The average price of a UK home has hit a quarter of a million pounds, according to the Office for National Statistics, the point at which the stamp duty rate increases from 1% to 3%.

House prices across the UK rose by an average of 5.5% across the year in December. Excluding London and the south east, where growth has defied the post-financial crisis slump, house prices lifted 3.1%.

In London, house prices jumped 12.3% over the same period. The region with the slowest growth was Scotland at 0.5%. Excluding London and the South East, the average UK house price was £195,000, said the ONS

UK house price regional chart
Chart showing regional breakdown of house price growth. ONS

The house price report follows comments by David Miles, a policymaker at the Bank of England (BoE), who dismissed fears that there is a bubble forming in the UK housing market.

Miles said the BoE's financial policy committee (FPC) has tools to restrain the housing market if the beginnings of a bubble appeared.

"We're not in that situation at the moment, but they are mindful of the risks," Miles, a member of the monetary policy committee (MPC), told Bloomberg TV.

Critics of Help to Buy, a stimulus package for the mortgage market that has fuelled a rise in housing demand, say it risks blowing a new bubble.

They point to rising house prices, abnormally low interest rates, falling incomes in real terms, and a constrained supply of new homes as a dangerous environment for Help to Buy to operate in.

However, the Institute for Fiscal Studies (IFS), an influential thinktank, said in a report that there is no clear evidence of a housing bubble in the UK.

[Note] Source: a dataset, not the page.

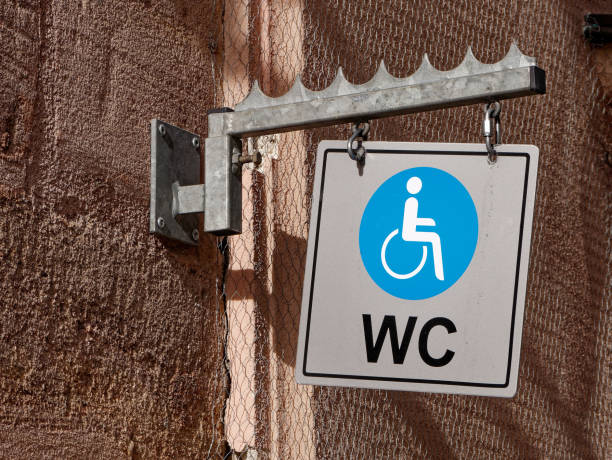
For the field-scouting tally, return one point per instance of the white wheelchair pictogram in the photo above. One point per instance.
(410, 234)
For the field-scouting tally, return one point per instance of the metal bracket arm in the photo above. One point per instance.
(427, 89)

The IFS said UK house prices are well below their pre-crisis peaks in nominal and real terms, meaning there is a lot of slack in the housing market.

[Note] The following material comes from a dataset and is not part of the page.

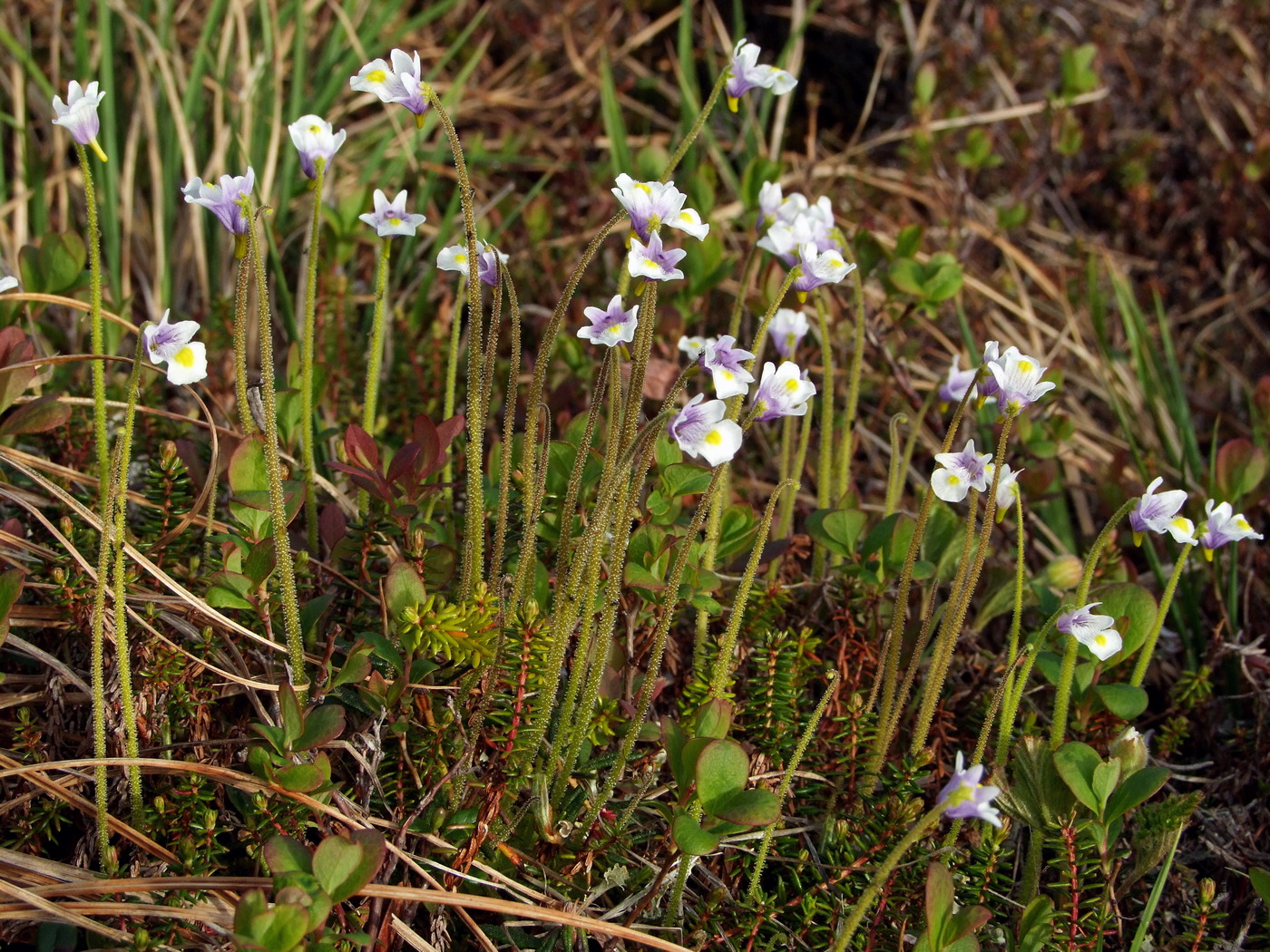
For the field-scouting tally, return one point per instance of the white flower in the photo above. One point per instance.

It also pointed to data from Nationwide Building Society showing the house price to earnings ratio, a useful indicator of a housing bubble, is still following its long-term trend and there is no sudden upturn.

Moreover, mortgage costs are not eating up as much household disposable income as they have historically.

Since 1974, the average proportion of UK households spending more than a quarter of their disposable income on repaying the interest on mortgages was 8.5%. In 2011, it was just 5.4%.

House building is also picking up. The volume of new homes registered with the National House Building Council (NHBC) hit 133,670, up 28% on the year before and the most since 2007.